Package 'rSDI'

Title: Spatial Dispersion Index (SDI) Family of Metrics for Spatial/Geographic Networks
Description: Spatial Dispersion Index (SDI) is a generalized measurement index, or rather a family of indices to evaluate spatial dispersion of movements/flows in a network in a problem neutral way as described in: Gencer (2023) <doi:10.1007/s12061-023-09545-8>. This package computes and optionally visualizes this index with minimal hassle.
Authors: Mehmet Gençer [aut, cre, cph] , Mücahit Zor [aut], Engin Hengirmen [aut]
Maintainer: Mehmet Gençer <[email protected]>
License: GPL (>= 3)
Version: 0.2.1.9000
Built: 2024-11-06 05:12:52 UTC
Source: https://github.com/ehengirmen/rsdi

Help Index


Distance Calculation for Graph Nodes

Description

This function calculates distances between each pair of nodes in the graph. It supports both Haversine and Euclidean formula. The function automatically selects the formula based on the availabe vertex attributes: 'x' and 'y' for Euclidean distances, 'latitude' and 'longitude' for Haversine distances.

Usage

dist_calc(g, formula = NULL)

Arguments

g

An igraph object, with nodes that have a combination of 'latitude' and 'longitude', or 'x' and 'y' vertices attributes.

formula

Optional parameter to specify the distance calculation formula to use, either 'Haversine' or 'Euclidean'. By default 'formula = NULL' and if not specified the otherwise, the function automatically determines the formula based on the available vertex attributes. [x, y] => Euclidean, [latitude,longitude] => Haversine. Note that the 'g' must have one of this set of vertex attributes.

Value

An igraph object with an additional edge attribute 'distance' that contains the calculated distances between each pair of nodes.

Examples

# Assuming 'g' is a graph object with latitude and longitude or x and y attributes for each node.
# an overall example
flows<-data.frame(from=c("A","B","A"), to=c("B","A","C"), weight=c(10,20,5))

# user provides x and y vertices
nodes<-data.frame(id=c("A","B","C","D"),x=c(0,4,0,4),y=c(3,0,0,3))

g<-igraph::graph_from_data_frame(flows, directed=TRUE, vertices=nodes)


dist_calc(g) # eucl. dist. calculated
dist_calc(g, formula = 'Euclidean') # calculates euc when asked
#dist_calc(g, formula = 'Haversine') # error

# user provides latitude and longitude vertices instead of x&y
nodes<-data.frame(id=c("A","B","C","D"),latitude=c(0,4,0,4),longitude=c(3,0,0,3))

g<-igraph::graph_from_data_frame(flows, directed=TRUE, vertices=nodes)
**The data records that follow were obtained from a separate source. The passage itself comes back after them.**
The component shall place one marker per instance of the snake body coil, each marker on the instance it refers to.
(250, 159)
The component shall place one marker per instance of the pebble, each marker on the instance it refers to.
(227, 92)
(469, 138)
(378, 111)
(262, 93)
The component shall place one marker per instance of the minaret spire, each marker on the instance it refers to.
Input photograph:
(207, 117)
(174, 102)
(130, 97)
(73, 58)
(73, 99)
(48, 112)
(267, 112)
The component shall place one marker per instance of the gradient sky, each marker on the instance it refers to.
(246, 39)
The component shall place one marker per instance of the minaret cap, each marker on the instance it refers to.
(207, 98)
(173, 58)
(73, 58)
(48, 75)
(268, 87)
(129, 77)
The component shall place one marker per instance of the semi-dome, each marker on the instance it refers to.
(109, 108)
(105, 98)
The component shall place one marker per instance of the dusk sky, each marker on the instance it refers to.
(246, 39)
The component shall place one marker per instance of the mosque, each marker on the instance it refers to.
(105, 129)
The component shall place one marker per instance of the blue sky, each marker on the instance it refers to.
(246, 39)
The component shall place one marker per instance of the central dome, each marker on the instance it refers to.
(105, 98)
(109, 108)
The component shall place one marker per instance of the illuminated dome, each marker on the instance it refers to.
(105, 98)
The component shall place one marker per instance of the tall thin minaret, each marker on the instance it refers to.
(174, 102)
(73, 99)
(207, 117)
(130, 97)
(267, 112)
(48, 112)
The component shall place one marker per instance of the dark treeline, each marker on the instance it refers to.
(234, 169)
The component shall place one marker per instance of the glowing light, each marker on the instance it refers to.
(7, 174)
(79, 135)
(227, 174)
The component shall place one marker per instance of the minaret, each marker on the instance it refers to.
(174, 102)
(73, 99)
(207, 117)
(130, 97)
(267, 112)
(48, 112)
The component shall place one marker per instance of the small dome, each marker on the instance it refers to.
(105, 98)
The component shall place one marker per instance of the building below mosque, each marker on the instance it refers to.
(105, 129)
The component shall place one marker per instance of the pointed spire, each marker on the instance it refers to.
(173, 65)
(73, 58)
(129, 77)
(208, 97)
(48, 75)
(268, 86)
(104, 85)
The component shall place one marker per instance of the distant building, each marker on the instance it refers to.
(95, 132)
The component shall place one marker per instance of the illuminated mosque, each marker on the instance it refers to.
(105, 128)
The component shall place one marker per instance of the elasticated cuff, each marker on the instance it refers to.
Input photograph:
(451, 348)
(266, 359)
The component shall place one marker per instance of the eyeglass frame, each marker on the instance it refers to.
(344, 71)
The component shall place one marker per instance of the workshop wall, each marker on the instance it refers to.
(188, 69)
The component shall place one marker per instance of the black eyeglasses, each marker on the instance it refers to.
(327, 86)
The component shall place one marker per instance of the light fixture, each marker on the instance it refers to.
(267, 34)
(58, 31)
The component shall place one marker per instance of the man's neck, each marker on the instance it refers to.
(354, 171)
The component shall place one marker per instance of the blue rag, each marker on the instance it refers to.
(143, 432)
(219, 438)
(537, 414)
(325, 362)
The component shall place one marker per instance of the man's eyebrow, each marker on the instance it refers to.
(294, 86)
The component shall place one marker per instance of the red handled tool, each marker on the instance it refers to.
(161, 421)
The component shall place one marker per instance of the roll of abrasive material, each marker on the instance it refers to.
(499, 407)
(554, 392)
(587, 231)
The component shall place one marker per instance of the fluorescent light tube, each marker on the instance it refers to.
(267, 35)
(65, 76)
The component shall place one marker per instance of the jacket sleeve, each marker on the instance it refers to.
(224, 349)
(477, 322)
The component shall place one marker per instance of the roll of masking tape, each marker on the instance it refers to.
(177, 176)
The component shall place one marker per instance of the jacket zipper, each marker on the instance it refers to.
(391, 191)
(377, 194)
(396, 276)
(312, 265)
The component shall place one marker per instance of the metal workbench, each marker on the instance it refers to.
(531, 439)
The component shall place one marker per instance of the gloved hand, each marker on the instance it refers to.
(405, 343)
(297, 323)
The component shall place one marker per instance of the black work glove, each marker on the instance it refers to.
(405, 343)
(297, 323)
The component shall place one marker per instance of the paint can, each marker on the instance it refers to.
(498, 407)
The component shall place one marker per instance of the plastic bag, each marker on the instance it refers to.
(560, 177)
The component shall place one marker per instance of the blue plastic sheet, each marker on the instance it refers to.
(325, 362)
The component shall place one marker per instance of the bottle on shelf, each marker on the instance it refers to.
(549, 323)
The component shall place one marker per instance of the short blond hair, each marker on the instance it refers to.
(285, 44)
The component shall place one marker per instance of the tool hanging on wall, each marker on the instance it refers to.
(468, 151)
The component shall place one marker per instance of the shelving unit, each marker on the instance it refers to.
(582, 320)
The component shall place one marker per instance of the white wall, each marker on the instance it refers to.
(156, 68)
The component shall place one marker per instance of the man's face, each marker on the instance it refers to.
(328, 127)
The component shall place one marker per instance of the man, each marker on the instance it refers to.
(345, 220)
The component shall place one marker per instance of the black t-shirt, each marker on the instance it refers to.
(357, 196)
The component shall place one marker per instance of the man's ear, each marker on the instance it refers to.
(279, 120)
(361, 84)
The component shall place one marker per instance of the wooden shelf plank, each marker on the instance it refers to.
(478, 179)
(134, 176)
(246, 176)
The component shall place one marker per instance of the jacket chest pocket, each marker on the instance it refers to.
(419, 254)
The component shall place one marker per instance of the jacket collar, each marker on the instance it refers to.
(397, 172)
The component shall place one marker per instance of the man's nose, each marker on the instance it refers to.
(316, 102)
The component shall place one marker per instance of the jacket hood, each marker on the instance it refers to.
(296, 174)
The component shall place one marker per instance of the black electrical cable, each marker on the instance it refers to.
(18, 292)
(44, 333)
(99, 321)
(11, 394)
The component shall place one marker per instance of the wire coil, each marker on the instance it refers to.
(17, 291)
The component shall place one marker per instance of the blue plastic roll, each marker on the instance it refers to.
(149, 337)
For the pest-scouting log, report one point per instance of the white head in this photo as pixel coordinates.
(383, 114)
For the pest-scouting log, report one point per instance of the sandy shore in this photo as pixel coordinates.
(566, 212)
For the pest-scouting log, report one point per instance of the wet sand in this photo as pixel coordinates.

dist_calc(g) # haversine dist calculated
dist_calc(g, formula = 'Haversine') # calculated hav when asked specificallly
#dist_calc(g, formula = 'Euclidean') # error

Calculate Euclidean Distance Between Two Points

Description

This function calculates the Euclidean distance between two points. The Euclidean is the 'straight line' distance between two points in a two-dimensional space. This function takes the coordinates of two points (longitude and latitude) and calculates the straight distance between them, assuming flat Earth approximation.

Usage

euclidean(x1, y1, x2, y2)

Arguments

x1

X-coordinate of the first point.

y1

Y-coordinate of the first point.

x2

X-coordinate of the second point.

y2

Y-coordinate of the second point.

Value

The Euclidean distance between the two points.

Examples

euclidean(1, 2, 4, 6)
# Euclidean distance between points (1, 2) and (4, 6).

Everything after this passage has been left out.